The broad class of multivariate unified skew-normal (SUN) distributions has been recently shown to possess fundamental conjugacy properties. When used as priors for the vector of parameters in general probit, tobit, and multinomial probit models, these distributions yield posteriors that still belong to the SUN family. Although such a core result has led to important advancements in Bayesian inference and computation, its applicability beyond likelihoods associated with fully-observed, discretized, or censored realizations from multivariate Gaussian models remains yet unexplored. This article covers such an important gap by proving that the wider family of multivariate unified skew-elliptical (SUE) distributions, which extends SUNs to more general perturbations of elliptical densities, guarantees conjugacy for broader classes of models, beyond those relying on fully-observed, discretized or censored Gaussians. Such a result leverages the closure under linear combinations, conditioning and marginalization of SUE to prove that such a family is conjugate to the likelihood induced by general multivariate regression models for fully-observed, censored or dichotomized realizations from skew-elliptical distributions. This advancement substantially enlarges the set of models that enable conjugate Bayesian inference to general formulations arising from elliptical and skew-elliptical families, including the multivariate Student's t and skew-t, among others.
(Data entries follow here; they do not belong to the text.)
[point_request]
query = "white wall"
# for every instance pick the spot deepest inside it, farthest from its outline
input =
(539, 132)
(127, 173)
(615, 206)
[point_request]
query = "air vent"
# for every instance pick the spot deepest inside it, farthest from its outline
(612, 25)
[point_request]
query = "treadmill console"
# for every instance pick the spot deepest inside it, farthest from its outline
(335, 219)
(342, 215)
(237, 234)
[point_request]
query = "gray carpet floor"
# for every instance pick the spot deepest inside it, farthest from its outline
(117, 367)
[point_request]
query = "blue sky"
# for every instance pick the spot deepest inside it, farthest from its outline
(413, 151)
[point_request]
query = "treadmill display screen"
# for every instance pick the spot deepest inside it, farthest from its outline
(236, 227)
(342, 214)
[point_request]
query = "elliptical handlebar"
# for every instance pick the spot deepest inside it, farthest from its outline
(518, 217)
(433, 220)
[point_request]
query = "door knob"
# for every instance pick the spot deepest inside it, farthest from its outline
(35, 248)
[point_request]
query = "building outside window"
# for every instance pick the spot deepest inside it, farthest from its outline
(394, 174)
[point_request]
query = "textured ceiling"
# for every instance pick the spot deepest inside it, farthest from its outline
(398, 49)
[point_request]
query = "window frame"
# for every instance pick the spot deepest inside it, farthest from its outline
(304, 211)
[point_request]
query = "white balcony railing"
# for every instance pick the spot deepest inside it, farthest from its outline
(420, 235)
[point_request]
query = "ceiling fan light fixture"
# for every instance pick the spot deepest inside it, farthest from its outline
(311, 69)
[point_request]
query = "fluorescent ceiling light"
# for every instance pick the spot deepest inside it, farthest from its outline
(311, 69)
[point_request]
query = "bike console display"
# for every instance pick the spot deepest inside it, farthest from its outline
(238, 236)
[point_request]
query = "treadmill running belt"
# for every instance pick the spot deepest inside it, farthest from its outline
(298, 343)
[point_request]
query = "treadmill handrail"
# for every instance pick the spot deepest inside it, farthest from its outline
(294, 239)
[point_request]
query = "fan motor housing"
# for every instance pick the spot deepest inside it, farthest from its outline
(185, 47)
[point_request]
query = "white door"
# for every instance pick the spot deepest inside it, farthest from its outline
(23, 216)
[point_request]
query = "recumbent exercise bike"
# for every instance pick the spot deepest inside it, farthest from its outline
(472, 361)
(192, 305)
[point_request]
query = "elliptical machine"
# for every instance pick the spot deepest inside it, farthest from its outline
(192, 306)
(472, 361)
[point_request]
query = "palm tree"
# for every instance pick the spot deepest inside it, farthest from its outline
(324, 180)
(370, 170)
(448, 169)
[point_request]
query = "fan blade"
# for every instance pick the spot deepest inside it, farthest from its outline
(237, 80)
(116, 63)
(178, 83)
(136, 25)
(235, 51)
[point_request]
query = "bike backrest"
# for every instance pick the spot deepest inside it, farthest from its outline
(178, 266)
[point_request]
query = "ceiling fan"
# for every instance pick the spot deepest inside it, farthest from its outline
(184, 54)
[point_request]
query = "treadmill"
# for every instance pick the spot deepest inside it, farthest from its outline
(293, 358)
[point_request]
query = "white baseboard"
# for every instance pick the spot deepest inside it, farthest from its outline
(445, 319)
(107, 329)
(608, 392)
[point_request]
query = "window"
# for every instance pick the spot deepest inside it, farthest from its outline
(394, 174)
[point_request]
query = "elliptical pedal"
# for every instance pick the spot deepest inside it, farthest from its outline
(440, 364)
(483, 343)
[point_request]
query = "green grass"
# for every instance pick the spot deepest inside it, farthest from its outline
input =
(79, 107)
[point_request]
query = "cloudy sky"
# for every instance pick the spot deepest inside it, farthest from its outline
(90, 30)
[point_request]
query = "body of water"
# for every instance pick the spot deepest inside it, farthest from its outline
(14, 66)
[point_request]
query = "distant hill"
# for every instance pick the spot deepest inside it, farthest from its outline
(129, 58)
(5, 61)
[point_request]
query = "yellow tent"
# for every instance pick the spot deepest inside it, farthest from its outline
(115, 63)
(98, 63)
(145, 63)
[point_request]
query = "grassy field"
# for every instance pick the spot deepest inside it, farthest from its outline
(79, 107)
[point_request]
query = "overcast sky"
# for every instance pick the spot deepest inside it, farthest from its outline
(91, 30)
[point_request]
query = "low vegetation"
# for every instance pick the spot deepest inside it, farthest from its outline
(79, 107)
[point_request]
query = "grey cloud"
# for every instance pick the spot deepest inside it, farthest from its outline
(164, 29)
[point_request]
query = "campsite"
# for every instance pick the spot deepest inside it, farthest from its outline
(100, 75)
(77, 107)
翻译：近期研究表明，多元统一偏正态分布族具有基本共轭性质。当该分布族作为广义probit、tobit及多项probit模型中参数向量的先验分布时，其后验仍属于同一分布族。尽管这一核心结论已推动贝叶斯推断与计算的重大进展，但其在多元高斯模型完全观测、离散化或截断实现似然函数之外的适用性仍有待探索。本文通过证明多元统一偏椭圆分布族（可视为统一偏正态分布对椭圆密度更一般摄动的推广）在更广泛模型类别（不限于基于完全观测、离散化或截断高斯分布的模型）中具有共轭性，填补了这一重要空白。该结论利用统一偏椭圆分布在线性组合、条件分布和边缘化下的封闭性质，证明该分布族与偏椭圆分布完全观测、截断或二分实现对应的广义多元回归模型诱导的似然函数具有共轭性。这一突破性进展将适用于共轭贝叶斯推断的模型范畴显著扩展至椭圆及偏椭圆族的一般形式，其中涵盖多元t分布与偏t分布等。